A turn-taking model can predict whether the user intends to continue speaking even if there is a short pause.

Practical hybrid strategy

  • Use VAD + endpointing heuristics for baseline.
  • Add a lightweight turn-taking model to override endpoint decisions in ambiguous pauses.

6. Evaluation: What to Measure

For researchers, add metrics that correlate with UX:

  • Cutoff rate: fraction of utterances cut before completion
  • Endpoint delay: silence duration before system responds
  • Barge-in latency: time to stop TTS after user starts speaking
  • False barge-in rate: agent stops speaking due to VAD false positives
  • Turn-taking accuracy: predict continue/stop at pause boundaries

Report distributions (p50/p90/p95), not only averages.

7. Tuning Guidance (Rules of Thumb)

  • For command-and-control agents: favor fast endpointing (short silence threshold) with confidence gating.
  • For dictation or long-form: favor conservative endpointing and allow pauses.
  • If you must pick one knob: tune hangover time first, then silence threshold.

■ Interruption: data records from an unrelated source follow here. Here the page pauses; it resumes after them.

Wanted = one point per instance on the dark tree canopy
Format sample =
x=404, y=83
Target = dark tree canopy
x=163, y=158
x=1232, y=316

8. Failure Modes You’ll See in the Wild

  • Numbers and names get cut off: user pauses before critical entities.
  • Agent interrupts too early: endpointing triggers mid-thought.
  • Agent feels sluggish: endpoint delay too long in short commands.
  • Barge-in doesn’t work in noisy rooms: VAD tuned for quiet conditions.

9. Research Baseline Implementation Sketch

For a reproducible baseline:

  1. Neural VAD producing 20 ms frame probabilities.
  2. Temporal smoothing + hangover of 200–400 ms.
  3. Endpoint rule: stop after 500–900 ms silence, modulated by recent speech energy and ASR confidence.
  4. Optional turn-taking classifier that extends endpoint if continuation probability is high.

This baseline is simple but captures the core tradeoffs.

Conclusion

Voice agents feel “fast” when they manage turns well, not when they chase the last 0.2% WER. Treat VAD, endpointing, and barge-in as first-class modeling problems with measurable metrics, and you will unlock the biggest UX wins.